Carlos Moisés analisa derrota do projeto do duodécimo na Alesc 

Em entrevista à RICTV Record na Casa d’Agronômica, nesta quarta-feira (12), o governador Carlos Moisés (PSL) fez um análise da derrota do projeto de lei que reduzia os percentuais de repasse do duodécimo aos poderes e instituições estaduais.

Carlos Moisés mantém posição sobre forma de repasse do duodécimo – Peterson Paul/Divulgação/ND

A votação aconteceu nessa terça-feira (11), quando a Assembleia Legislativa aprovou em plenário por 31 votos a 7 a LDO (Lei de Diretrizes Orçamentárias) de 2020 (PL 0089.4/2019), sem a redução proposta pelo Executivo e mudança do conceito de receita líquida disponível.

Carlos Moisés destacou que mantém seu entendimento de que a forma de repasse aos poderes e órgãos estaduais, em 12 parcelas mensais, deve ser baseada no orçamento e não em um percentual fixo da receita líquida do Estado.

“Isso porque a receita aumenta ou diminui, afetando os orçamentos”, explica.

A redução proposta pelo governo representaria uma economia aos cofres públicos estaduais da ordem de R$ 400 milhões, segundo levantamento realizado pelas equipes técnicas do Tesouro e da Secretaria da Fazenda.

“Esse ajuste não inviabilizaria nenhum poder ou órgão estadual, ao contrário do que tem sido noticiado. Nenhum órgão de qualquer um dos poderes seria fechado, já que os cálculos foram feitos de forma a dar total condição de os órgãos operarem”, diz o governador.

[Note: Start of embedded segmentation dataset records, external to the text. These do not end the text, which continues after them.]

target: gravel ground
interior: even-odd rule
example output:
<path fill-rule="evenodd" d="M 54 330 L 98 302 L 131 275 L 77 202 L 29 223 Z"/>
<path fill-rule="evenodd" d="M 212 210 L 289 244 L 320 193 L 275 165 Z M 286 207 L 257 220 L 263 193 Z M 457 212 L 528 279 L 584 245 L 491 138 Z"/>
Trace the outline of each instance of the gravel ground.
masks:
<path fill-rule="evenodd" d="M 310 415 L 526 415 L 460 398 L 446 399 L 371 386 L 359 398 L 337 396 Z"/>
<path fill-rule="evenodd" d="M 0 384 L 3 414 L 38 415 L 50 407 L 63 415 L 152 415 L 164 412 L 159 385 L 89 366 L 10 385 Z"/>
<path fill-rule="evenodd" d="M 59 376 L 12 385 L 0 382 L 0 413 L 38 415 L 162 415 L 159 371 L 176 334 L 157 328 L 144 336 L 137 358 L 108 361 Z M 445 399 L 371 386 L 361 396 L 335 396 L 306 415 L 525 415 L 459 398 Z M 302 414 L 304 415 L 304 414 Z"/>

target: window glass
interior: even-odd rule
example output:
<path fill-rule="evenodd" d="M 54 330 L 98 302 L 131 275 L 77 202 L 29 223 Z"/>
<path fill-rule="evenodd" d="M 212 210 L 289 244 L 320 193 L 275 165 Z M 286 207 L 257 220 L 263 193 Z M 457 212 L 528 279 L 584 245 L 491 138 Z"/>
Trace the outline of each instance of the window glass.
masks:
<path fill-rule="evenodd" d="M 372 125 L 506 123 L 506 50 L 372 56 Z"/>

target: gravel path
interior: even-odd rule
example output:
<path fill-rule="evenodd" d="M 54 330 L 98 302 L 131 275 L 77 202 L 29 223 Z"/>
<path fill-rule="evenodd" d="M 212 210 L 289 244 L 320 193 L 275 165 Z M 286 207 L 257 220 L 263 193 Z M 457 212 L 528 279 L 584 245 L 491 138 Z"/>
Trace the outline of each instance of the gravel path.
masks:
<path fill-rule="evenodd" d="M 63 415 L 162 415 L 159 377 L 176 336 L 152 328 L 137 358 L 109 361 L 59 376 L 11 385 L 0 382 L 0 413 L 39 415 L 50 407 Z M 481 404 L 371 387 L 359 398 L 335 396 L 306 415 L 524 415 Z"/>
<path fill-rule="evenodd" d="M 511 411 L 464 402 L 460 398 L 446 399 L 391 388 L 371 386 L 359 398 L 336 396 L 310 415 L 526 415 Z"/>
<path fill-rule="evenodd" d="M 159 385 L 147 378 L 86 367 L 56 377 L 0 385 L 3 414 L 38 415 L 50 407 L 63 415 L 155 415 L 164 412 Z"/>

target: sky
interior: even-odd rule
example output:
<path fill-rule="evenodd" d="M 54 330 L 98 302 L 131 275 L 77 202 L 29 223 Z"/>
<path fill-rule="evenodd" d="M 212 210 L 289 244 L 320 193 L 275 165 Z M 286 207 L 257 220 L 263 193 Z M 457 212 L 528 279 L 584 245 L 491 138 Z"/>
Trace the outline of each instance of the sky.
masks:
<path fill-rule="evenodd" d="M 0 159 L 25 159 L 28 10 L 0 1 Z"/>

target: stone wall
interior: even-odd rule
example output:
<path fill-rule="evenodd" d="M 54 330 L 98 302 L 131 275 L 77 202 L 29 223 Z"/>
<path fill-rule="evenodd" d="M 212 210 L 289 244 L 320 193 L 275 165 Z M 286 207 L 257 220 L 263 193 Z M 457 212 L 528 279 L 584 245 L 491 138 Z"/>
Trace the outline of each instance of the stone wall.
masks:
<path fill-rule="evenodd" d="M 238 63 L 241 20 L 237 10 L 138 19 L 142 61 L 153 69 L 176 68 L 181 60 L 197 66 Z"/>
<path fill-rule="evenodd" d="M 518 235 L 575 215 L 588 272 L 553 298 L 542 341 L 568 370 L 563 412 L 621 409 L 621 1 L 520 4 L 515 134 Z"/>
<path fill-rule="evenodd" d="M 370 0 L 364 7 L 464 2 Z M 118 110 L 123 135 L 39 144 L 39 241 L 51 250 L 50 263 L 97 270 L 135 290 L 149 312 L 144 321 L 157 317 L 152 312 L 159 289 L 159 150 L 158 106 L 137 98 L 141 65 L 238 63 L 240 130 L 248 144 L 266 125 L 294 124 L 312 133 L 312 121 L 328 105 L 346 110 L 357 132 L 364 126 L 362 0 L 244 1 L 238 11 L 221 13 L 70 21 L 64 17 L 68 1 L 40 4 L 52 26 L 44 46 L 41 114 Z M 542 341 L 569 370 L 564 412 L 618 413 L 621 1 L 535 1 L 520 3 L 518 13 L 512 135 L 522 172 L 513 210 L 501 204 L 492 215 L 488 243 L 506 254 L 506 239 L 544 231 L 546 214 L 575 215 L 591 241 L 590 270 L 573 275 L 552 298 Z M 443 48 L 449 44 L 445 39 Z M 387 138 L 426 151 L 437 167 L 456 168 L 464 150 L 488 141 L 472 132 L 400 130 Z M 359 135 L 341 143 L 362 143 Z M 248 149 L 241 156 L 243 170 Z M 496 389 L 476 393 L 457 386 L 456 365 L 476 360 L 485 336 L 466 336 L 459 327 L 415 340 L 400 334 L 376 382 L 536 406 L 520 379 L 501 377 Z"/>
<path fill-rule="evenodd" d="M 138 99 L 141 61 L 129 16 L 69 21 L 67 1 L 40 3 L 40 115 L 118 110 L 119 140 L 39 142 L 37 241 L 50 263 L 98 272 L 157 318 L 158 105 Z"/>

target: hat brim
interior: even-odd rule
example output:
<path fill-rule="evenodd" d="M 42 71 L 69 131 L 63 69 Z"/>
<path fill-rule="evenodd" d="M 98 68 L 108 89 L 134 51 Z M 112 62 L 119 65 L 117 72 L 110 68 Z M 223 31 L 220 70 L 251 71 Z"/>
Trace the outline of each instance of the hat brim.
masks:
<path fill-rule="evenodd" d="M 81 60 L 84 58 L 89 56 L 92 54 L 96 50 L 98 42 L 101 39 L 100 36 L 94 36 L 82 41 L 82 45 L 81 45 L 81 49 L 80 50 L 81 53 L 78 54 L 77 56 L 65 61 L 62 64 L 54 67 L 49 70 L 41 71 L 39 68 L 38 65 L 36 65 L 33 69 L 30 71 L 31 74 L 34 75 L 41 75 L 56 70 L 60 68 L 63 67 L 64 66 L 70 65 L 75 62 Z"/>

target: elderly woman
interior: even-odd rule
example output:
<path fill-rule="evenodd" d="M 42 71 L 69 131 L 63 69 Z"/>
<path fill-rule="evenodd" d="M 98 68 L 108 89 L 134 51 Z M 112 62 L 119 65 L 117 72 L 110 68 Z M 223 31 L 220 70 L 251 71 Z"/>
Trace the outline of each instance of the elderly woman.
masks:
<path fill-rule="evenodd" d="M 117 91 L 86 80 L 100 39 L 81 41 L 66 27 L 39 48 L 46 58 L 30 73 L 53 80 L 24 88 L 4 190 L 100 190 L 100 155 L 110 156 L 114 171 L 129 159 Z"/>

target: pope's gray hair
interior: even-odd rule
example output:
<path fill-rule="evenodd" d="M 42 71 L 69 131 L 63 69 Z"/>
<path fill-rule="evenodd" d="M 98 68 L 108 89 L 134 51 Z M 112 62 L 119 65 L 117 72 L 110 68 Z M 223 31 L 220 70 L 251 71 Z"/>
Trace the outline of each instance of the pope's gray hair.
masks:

Proposta não foi ideal, avalia Moisés

Moisés disse que a proposta enviada ao legislativo ainda não é a ideal, mas que foi feita após conversar pelo menos duas vezes com os poderes e aguardar por 20 dias pelo recebimento de sugestões.

“Não recebemos sugestões e entregamos o projeto no último dia possível previsto no prazo constitucional, já com uma proposição mais branda do que as que haviam sido discutidas”, afirma.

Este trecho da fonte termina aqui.